The Australian, Editorial, 17 June 2008

Good school facilities help boost performance.

LEAVING biased and shrill arguments to one side, a few basic facts need to be understood about government funding of public and private schools. The latest available figures show that in 2005-06, the average recurrent government spending - state and federal combined - was $11,243 per state school student. The comparable figure per private student was $6268.

Private students also benefit from the fees paid by their parents, which can range from $1500 a year to more than $20,000. In exercising that choice, such parents, who also help fund state schools, save taxpayers billions of dollars that would otherwise need to be spent if the private students were in the state system.

In raising serious and legitimate concerns about capital spending on state schools, the Australian Education Union is misdirecting its wrath. At the weekend, an independent report commissioned by the AEU was released, showing that between 2002 and 2005, public schools on average missed out by about $1.2 million each when compared with private school capital investment.

AEU federal president Angelo Gavrielatos was correct to argue that 'every Australian child deserves to be taught in a school with quality learning environments and modern equipment'. But in blaming '22 years of under-funding by the Howard government' for 'a huge shortfall in investment for public school infrastructure', Mr Gavrielatos played down the fact that state governments, not the commonwealth, are primarily responsible for state schools. The regrettable fact that investment in state schools has slipped below what it should be is overwhelmingly the states' failure, despite their coffers being swollen with GST revenue.

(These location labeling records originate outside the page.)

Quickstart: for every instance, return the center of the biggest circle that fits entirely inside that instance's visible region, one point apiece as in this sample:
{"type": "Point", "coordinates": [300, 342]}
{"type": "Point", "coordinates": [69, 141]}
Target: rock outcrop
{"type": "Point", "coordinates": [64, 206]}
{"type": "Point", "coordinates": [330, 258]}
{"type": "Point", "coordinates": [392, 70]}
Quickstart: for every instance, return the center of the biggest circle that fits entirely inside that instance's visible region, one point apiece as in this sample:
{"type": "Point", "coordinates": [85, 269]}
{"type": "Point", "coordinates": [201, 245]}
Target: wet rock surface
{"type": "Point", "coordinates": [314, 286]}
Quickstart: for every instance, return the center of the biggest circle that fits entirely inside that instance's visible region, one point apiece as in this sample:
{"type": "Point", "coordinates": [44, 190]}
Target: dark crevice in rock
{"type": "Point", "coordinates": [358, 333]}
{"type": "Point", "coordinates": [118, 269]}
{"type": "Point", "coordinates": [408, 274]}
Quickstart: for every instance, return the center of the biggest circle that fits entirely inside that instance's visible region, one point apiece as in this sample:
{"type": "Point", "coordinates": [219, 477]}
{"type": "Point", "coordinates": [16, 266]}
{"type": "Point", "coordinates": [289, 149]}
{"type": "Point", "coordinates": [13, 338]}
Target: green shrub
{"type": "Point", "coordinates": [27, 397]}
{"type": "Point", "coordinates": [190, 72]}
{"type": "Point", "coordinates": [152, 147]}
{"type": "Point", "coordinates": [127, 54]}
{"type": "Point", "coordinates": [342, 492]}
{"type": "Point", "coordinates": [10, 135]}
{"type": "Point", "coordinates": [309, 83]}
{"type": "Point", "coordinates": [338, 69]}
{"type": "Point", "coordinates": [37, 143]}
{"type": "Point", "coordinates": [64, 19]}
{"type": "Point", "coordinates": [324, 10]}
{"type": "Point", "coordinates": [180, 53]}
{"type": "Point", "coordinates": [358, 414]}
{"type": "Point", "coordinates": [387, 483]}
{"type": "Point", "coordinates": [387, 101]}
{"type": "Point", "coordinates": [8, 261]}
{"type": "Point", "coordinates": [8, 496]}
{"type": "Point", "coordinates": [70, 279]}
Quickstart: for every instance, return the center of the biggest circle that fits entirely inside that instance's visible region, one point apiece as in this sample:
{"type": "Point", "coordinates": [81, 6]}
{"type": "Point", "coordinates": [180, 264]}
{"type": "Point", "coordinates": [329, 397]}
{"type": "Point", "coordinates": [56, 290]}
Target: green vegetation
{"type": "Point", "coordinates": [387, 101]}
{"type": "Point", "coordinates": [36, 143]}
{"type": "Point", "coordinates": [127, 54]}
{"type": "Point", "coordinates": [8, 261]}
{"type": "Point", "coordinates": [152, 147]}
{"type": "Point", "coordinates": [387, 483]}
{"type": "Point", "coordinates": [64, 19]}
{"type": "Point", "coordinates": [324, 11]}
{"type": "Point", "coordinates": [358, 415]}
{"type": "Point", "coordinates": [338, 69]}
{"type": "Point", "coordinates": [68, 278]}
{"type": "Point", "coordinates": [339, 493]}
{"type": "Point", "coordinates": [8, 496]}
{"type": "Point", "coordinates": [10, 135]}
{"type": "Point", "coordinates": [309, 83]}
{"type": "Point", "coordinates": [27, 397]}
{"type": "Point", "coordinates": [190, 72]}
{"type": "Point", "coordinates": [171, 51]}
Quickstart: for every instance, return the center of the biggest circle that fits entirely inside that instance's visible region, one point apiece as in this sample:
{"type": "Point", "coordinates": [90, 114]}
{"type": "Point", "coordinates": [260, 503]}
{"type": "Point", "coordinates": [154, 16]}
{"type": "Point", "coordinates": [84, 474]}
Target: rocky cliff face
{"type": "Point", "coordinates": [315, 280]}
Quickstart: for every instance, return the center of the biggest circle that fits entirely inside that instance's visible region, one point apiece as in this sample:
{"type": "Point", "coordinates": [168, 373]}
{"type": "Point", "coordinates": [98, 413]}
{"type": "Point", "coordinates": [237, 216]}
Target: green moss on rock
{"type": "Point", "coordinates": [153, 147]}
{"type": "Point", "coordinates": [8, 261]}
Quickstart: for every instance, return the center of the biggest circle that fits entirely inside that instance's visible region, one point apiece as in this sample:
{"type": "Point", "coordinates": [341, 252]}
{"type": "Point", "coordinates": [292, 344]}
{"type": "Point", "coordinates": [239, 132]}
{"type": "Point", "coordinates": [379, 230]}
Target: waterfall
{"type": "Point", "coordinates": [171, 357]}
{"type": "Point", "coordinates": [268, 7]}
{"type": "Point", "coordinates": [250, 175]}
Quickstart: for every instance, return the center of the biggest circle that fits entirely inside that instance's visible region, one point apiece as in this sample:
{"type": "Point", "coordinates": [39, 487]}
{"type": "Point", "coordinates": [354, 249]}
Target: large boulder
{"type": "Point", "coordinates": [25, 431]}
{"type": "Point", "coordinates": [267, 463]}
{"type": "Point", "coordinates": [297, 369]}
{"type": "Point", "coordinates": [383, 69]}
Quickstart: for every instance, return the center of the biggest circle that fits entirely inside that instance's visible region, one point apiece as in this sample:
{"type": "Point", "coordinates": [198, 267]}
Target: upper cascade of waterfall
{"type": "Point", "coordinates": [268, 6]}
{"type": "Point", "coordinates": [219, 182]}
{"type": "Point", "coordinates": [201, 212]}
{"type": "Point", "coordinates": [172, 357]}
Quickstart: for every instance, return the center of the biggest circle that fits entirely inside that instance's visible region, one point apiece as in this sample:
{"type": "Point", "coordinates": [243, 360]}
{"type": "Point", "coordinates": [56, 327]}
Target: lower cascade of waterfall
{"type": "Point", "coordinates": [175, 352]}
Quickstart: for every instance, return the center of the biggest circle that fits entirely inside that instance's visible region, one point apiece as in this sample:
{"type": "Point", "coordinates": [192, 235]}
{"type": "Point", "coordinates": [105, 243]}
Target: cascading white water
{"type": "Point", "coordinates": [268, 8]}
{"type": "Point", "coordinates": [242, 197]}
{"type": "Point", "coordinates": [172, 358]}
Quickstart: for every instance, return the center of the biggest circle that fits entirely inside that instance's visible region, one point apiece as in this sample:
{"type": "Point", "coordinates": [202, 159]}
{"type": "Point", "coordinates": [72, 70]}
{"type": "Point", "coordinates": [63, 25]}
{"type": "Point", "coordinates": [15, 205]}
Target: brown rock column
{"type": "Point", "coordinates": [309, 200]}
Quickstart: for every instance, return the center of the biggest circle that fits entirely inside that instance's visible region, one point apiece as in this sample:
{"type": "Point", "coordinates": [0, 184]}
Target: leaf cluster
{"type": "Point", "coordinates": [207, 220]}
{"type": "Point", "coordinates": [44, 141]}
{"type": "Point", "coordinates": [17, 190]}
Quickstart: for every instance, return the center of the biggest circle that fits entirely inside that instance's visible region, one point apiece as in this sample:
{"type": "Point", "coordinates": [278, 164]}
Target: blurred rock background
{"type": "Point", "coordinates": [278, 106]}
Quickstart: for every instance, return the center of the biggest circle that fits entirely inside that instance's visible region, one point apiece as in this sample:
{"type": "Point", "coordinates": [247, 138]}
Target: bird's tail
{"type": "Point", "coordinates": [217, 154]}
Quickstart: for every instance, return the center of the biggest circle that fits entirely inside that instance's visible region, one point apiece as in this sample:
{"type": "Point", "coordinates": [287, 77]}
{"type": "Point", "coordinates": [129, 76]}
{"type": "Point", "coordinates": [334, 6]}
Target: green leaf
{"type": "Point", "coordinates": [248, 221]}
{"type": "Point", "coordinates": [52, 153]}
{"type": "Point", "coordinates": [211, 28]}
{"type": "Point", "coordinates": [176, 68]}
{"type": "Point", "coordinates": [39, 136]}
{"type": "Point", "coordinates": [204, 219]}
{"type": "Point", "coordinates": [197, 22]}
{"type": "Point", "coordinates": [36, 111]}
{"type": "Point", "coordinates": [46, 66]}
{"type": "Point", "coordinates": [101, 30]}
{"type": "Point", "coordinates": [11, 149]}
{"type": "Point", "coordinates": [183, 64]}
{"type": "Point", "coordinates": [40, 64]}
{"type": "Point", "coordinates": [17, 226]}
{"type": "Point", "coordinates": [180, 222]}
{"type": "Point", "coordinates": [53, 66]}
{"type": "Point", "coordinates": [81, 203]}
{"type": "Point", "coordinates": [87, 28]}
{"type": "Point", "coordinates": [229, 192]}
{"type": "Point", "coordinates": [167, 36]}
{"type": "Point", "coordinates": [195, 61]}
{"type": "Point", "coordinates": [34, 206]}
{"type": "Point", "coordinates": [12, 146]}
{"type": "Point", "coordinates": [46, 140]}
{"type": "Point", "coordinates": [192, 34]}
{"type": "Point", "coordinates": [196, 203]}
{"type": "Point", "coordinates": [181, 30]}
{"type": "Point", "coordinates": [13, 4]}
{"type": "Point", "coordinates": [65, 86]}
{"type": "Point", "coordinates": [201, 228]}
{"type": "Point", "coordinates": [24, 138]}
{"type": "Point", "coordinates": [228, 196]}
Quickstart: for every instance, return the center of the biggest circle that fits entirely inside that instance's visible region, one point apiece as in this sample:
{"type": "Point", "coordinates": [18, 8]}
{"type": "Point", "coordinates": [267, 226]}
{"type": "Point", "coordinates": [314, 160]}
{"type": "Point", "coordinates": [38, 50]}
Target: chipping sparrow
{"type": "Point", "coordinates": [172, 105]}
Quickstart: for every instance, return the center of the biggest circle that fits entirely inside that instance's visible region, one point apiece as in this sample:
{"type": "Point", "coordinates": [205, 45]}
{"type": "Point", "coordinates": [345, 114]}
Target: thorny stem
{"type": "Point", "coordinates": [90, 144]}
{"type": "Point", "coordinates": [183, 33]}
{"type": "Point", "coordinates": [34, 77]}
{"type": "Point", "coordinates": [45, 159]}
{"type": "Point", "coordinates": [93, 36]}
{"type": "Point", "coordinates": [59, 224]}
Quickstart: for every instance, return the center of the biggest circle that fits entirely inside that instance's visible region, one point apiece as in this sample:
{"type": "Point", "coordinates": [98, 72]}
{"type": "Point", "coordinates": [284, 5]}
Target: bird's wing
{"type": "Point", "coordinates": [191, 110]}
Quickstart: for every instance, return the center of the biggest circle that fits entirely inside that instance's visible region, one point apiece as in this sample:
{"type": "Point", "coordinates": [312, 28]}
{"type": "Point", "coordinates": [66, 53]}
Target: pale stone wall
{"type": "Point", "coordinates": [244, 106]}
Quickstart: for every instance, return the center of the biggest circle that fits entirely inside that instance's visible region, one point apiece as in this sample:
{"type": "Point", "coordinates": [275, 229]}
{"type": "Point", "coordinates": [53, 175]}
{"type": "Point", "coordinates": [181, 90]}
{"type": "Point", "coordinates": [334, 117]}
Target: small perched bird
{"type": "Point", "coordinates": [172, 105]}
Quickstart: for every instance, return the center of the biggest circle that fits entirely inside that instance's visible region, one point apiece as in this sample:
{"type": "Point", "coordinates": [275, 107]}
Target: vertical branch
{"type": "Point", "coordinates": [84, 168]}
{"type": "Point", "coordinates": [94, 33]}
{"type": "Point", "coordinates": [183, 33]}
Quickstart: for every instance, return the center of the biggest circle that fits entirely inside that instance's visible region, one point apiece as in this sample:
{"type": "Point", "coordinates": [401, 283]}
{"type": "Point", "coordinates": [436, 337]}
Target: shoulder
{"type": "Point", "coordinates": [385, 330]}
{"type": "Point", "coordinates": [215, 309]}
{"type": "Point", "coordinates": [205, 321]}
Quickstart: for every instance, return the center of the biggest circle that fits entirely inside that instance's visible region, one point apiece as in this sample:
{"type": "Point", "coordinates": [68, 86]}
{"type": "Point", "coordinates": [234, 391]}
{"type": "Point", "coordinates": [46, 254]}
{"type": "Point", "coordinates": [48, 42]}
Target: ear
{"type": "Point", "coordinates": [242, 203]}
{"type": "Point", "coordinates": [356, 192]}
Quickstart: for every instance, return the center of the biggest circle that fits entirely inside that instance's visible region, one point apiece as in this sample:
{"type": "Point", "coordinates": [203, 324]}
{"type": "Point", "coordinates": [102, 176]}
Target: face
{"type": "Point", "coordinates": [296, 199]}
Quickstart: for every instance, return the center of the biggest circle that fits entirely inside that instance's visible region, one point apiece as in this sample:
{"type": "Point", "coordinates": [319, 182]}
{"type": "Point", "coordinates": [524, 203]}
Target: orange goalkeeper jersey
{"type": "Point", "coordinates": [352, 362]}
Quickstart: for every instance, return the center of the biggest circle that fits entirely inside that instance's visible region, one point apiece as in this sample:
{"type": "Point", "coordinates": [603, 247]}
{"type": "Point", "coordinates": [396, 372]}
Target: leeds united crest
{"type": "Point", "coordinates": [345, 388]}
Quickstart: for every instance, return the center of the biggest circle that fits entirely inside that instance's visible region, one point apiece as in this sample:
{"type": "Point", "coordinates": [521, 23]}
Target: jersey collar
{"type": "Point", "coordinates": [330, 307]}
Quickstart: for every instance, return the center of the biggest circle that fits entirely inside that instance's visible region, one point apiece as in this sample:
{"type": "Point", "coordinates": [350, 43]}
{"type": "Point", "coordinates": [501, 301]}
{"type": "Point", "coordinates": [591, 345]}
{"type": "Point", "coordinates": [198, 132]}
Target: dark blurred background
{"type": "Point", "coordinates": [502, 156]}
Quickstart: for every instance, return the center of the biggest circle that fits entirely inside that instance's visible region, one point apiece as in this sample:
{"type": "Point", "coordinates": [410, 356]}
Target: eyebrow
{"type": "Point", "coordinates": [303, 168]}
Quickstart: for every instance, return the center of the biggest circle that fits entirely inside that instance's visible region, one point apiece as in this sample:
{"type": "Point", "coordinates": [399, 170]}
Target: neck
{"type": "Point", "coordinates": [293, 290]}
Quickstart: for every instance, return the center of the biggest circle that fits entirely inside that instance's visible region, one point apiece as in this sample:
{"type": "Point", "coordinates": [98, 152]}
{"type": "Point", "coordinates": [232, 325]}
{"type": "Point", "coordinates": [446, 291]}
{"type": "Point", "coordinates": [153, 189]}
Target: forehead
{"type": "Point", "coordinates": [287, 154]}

What also needs to be understood is that in comparing capital expenditure in state and private schools, the report, titled Rebuilding Public Schools: Investment Targets for 2020, compared apples and oranges. It compared government capital investment in public schools with joint parental-government capital spending in private schools. As the independent school sector pointed out yesterday, 87per cent of capital spending in that sector in 2005 came from parents, 9 per cent came from the federal government and just 4 per cent from state governments. In the Catholic systemic schools, about 80 per cent of the capital spending in some states comes from the parents, the rest from governments.

In simple dollar terms, figures produced by the independent sector show that the federal government spent $305 per government school student on capital works in 2006/7, and $183 per non-government student. The fact that private schools are spending more stems from the fact that they tend to borrow for capital projects and build the debt servicing into the fees of future generations. In 2005, the net total borrowings of the independent school sector was $2.5billion or $5770 per student.

Enrolment patterns are also a factor, with the ABS reporting 7.1per cent growth in the private sector and a 0.6 per cent decline in state enrolments from 2002 to 2006. State governments should lift capital investment in their schools to narrow the gaps identified in the report. But important as they are, facilities are not the only factor in performance. Many space-restricted inner-city state and private schools outperform schools with more lavish campuses. Teaching quality, curriculum, parental support and discipline also matter. State teacher unions should stop whingeing about the private schools, and work constructively with governments to improve their own sector.